Özellikle şu son birkaç yılda o denli kırıcı şeyler geçti ki başımdan...
hayatı toz pembe görmüyordum elbette. çocukluğumda, insanların birbirlerini nasıl dolandırdıklarını, sattıklarını, iki yüzlülüklerini türlü vesilelerle öğrenmiştim. Bir dostun seni nasıl sırtından vurabileceğini görmüştüm, kıskançlığın insana neler yaptırabileceğini anlamıştım. hem de çok çok erkenden...
hayata daha sıkı tutundum o yüzden. Hep yüksekleri amaçladım. Farkımı işimde ve insanlara olan yaklaşımımda gösterecektim, sevgi doluydum.
Zaman ilerledikçe öyle insanlar tanıdım ki, dilin ne denli derin yaralar açan bir silah olabileceğini onlardan öğrendim. bir insanın damarına dille nasıl basılır, nasıl zihni darmadağın edilir, öğrendim.
derken düşe kalka toparlanmayı öğrendim. işler temelli çıkmaza girdiğinde, kendimle dalga geçmeyi öğrendim.
Bir insanın hayatıyla nasıl oynanır?
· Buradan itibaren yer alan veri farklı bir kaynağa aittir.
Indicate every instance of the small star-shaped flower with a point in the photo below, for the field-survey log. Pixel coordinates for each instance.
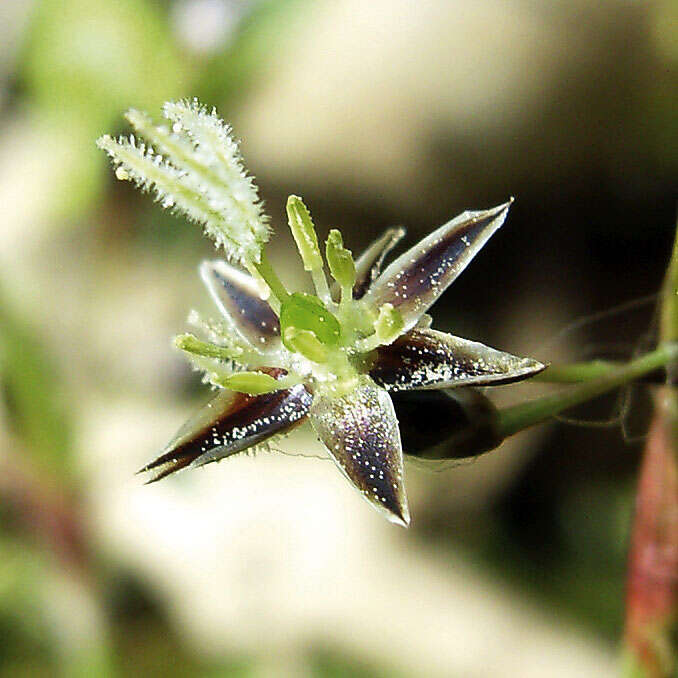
(279, 358)
(337, 362)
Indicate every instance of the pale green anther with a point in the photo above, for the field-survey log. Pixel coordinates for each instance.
(304, 233)
(389, 324)
(191, 344)
(253, 383)
(339, 259)
(306, 343)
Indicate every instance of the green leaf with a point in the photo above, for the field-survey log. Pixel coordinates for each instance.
(306, 312)
(306, 343)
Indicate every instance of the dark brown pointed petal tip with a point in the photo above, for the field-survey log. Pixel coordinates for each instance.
(427, 359)
(237, 296)
(415, 280)
(360, 431)
(230, 423)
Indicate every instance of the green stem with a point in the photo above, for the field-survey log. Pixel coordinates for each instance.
(573, 373)
(518, 417)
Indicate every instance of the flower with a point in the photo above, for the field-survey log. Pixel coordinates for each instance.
(279, 358)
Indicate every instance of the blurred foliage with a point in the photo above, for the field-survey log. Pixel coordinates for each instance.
(34, 396)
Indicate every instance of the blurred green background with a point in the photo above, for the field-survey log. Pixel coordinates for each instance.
(377, 113)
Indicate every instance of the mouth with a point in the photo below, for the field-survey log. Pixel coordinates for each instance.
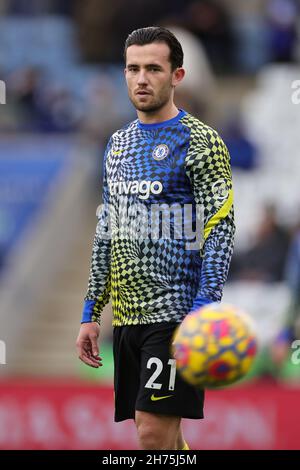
(142, 93)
En son bir hafta önce yaşadım bunu. Çok güvendiğim, saydığım bir insanın gözlerimin içine bakarak ve kızarmadan yalan söylemesine tanık oldum. Bir insanın hayatıyla nasıl oynanır, hayalleri nasıl karartılır öyle iyi biliyorum ki artık. Öğrettiler.
Bundan yaklaşık bir ay önce deinsanın duygularıyla oynamanın nasıl kolay olabildiğini öğrendim.
Tüm bunların sonucunda öğrendiğim en önemli şey, ne olursa olsun yılmamak oldu. Önemli olan ne istediğini bilip, yoluna her ne pislik çıkarsa çıksın devam edebilmek.